BENGALURU: Farmers in the vicinity of Bengaluru city are set for a windfall with the state government all set to implement the The Right to Fair Compensation and Transparency in Land Acquisition, Rehabilitation and Resettlement Act, 2013 in Karnataka.
“We are ready with new rules and regulations and the act will come into force from 2016,” said B Basavaraju, principal secretary, revenue department. The biggest beneficiaries would be those who own land in Bengaluru Urban and Rural districts, Bidadi (Ramanagaram) and parts of Chikkaballapur districts.
For instance, land owners near the Kempegowda International Airport will get Rs 40 crore per acre – four times the current market value. If the land is located in BBMP limits, the payoff could be bigger since an acre here cost not less than Rs 25 crore. The state government and the Centre have jointly proposed to acquire about 25,000 acres around Bengaluru, especially close to the KIA, for various projects including the 10,000 acre Information Technology Investment Region (ITIR).
With the Narendra Modi-led NDA government not able to make any headway in getting controversial amendments cleared in Parliament, the state government has decided to implement the act to send a message to investors ahead of of its much hyped Invest Karnataka 2016 event which seeks to tap global investors. “Since ordinances promulgated by the central government have lapsed, the government has initiated the process of implementing the act in Karnataka,” Basavaraju added.
Under the act, land owners should get up to four times the market value in rural areas and twice in urban areas. Chapter ii of the 2013 Act also makes it compulsory to carry out the Social Impact Analysis (SIA) for land acquisition for all projects and offer rehabilitation and resettlement scheme for displaced persons.

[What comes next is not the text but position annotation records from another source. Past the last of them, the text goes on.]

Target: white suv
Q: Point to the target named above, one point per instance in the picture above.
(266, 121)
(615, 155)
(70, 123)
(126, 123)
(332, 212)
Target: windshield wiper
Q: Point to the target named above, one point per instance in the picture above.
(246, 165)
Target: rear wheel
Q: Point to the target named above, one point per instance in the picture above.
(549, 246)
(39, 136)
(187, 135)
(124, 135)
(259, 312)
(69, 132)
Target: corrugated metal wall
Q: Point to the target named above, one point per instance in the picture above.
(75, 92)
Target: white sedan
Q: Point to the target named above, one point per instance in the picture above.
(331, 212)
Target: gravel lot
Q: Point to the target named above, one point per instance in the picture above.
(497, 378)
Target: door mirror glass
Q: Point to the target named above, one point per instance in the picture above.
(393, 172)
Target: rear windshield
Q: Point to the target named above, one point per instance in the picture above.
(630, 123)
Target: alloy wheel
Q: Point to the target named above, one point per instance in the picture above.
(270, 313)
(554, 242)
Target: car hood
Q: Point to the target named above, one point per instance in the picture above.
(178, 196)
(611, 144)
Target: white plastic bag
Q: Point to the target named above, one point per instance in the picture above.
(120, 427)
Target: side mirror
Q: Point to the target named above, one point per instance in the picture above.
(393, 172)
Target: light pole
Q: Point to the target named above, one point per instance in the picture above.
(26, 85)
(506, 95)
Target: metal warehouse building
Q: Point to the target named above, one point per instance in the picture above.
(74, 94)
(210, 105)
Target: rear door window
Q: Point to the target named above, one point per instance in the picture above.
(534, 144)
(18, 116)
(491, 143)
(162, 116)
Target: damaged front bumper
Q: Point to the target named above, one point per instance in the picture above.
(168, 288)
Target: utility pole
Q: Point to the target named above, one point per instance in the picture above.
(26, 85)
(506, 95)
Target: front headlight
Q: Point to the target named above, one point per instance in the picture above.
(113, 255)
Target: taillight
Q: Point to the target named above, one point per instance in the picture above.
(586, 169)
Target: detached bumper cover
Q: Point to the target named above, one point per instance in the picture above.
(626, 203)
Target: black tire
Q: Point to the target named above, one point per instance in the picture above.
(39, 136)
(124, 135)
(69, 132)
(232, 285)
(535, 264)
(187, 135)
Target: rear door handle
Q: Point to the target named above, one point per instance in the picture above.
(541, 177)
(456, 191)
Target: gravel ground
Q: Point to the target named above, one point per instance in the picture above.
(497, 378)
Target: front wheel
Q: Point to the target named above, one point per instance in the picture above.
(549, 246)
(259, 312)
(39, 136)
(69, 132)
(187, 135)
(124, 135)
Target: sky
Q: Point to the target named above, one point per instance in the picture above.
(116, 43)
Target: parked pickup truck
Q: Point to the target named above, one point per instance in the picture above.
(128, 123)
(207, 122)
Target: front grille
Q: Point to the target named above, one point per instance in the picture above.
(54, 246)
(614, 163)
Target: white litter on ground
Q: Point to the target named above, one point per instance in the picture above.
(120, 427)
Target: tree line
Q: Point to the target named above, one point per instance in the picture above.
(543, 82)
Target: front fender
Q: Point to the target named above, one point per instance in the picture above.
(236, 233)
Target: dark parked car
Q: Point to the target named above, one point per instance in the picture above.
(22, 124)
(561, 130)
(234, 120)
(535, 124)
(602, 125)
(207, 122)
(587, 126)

Given limited government resources, this also raises questions about financing projects and the time taken to acquire huge tracts of land mainly for road, irrigation and other infrastructure projects.
“The new act will not only make land acquisition an expensive proposition but also time consuming since the SIA alone requires about six months,” said Satish Poojar, a senior executive with an affordable housing project. Basavaraju, however, said the new act may also encourage farmers to give up their land not only because they will get good money but also because the government will take care of resettlement and rehabilitation issues.
Under the land acquisition act of 2013, the market value must be multiplied by a factor -one for urban areas and between one and two in rural areas -depending on the distance from an urban area. The value of any fixed asset would be added and this figure would be doubled as solatium (100% of market value). While the previous land acquisition act also had a solatium provision (30% of market value), the cost payable was determined by authorities like KIADB, PWD or BDA for land acquisition or based on negotiations with the land owner and taking into consideration the market value when the intention of acquiring was notified.